GLand sloths, musk oxen, kangaroos. They all suffered the same fate as the dodo and disappeared from the face of the earth. This is just a small fraction of the large mammals that no longer exist. Of the 57 species of large herbivores known to have existed 50,000 years ago, only 11 remain. That’s a staggering extinction rate of 81 percent.
The remaining large herbivores, defined as large terrestrial mammals with an average adult weight of 2,200 pounds or more, include elephants, rhinos, giraffes, and hippos. Key Role They impact ecosystems from seed dispersal to landscape management.
For example, through their movement and feeding habits, elephants reduce the density of trees and shrubs. These open areas make way for plains animals such as antelopes and zebras, and the hollows and crevices left by broken branches and fallen trees provide habitat for small mammals, insects and fungi.
But without the ability to hide under logs or the agility of a gazelle, these large animals were especially dangerous to early humans looking to get the most out of their hunts.
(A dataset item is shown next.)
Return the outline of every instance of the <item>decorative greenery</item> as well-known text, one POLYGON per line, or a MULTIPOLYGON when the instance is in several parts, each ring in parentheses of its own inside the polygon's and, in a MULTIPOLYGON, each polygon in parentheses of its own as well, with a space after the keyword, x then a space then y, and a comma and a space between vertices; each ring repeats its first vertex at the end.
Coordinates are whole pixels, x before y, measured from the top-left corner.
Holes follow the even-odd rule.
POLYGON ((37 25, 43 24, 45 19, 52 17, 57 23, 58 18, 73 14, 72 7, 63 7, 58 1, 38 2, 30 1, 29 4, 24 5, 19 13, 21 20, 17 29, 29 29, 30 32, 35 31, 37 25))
After all, if you’re looking for meat to fill your belly and wool to keep your family warm, the mammoth has a lot more to offer than a wild hare.
“We know that prehistoric humans put a lot of effort into hunting large species,” says Jens Christian Svenning, director of the Danish National Research Foundation’s Centre for Neobiosphere Ecological Dynamics at Aarhus University. Recent Publications Published in Cambridge Prism: Extinction They argue that hunting by humans, rather than climate change, is responsible for the extinction of most large herbivores over the past 50,000 years.
Mammoths have much more to offer than rabbits.
To reach their conclusion, Svenning and his team analyzed data on ancient extinctions, climate and human migration collected over the past 60 years. The study continues a debate that began in earnest in 1966, when an American paleontologist named Paul Schultz Martin first formulated his hypothesis. Excessive hypothesesHe suggested that migrating humans hunted large North American animals throughout the Pleistocene until their extinction. paper in Nature Similarly, the distribution of megafauna across time and space in prehistoric South America was found to correspond closely with human demographic data and the discovery of spear tips called fishtails in the archaeological record.
“This is a long-term debate,” Svenning says, arguing that improvements in research techniques and data quality over the past few decades have brought us closer to definitive answers about megafauna shifts. “We understand a lot more now than we did in the 1960s,” he says. “We’ve re-evaluated all the data, and on balance we can say that we can rule out climate as playing a major role in this species’ extinction.”
The data the researchers collected and analyzed showed that the locations and timing of extinctions do not coincide with patterns of global climate change, but correspond closely to patterns of human colonization, which occurred at different times and in different places around the globe, either contemporaneous with or subsequent to the arrival of humans.
“We conclude that this is one of the strongest and most consistent patterns in ecology,” Svenning says. His team’s findings indicate that this pattern of megafauna extinction began about 100,000 years ago, when humans first migrated out of Africa. Extinctions accelerated about 50,000 years ago, when Eurasia and Australia were colonized by humans who hunted large game.
The impact of being caught on a spear blade was huge for large mammals, who are naturally slow to reproduce – they have long gestation periods and long maturation processes – so the 46 large herbivores lost to history simply could not reproduce fast enough to offset the slaughter caused by humans.
Felisa Smith, a conservation paleoecologist and professor at the University of New Mexico, believes that the human influence on megafauna extinctions is no longer in debate: “I think research over the last few decades has demonstrated pretty convincingly that humans played a pretty large role in extinctions,” Smith says.
This isn’t a question of blame, says Svenning: “People living thousands of years ago didn’t have the big picture. These events happened on long time scales and vast spatial scales that no one could see the whole picture. Whatever people did, it was hard to see the consequences. And, of course, people just had to survive as best they could.”
Svenning hopes readers will come away with a better understanding of the relationship between humans, large animals, and the natural world. Large mammals remain at risk today, with more than half of all living species weighing over 22 pounds listed as vulnerable, endangered, or critically endangered by the International Union for Conservation of Nature. “When you restore forests, you can’t just think about the trees,” Svenning says. “You have to think about the animals that live there.”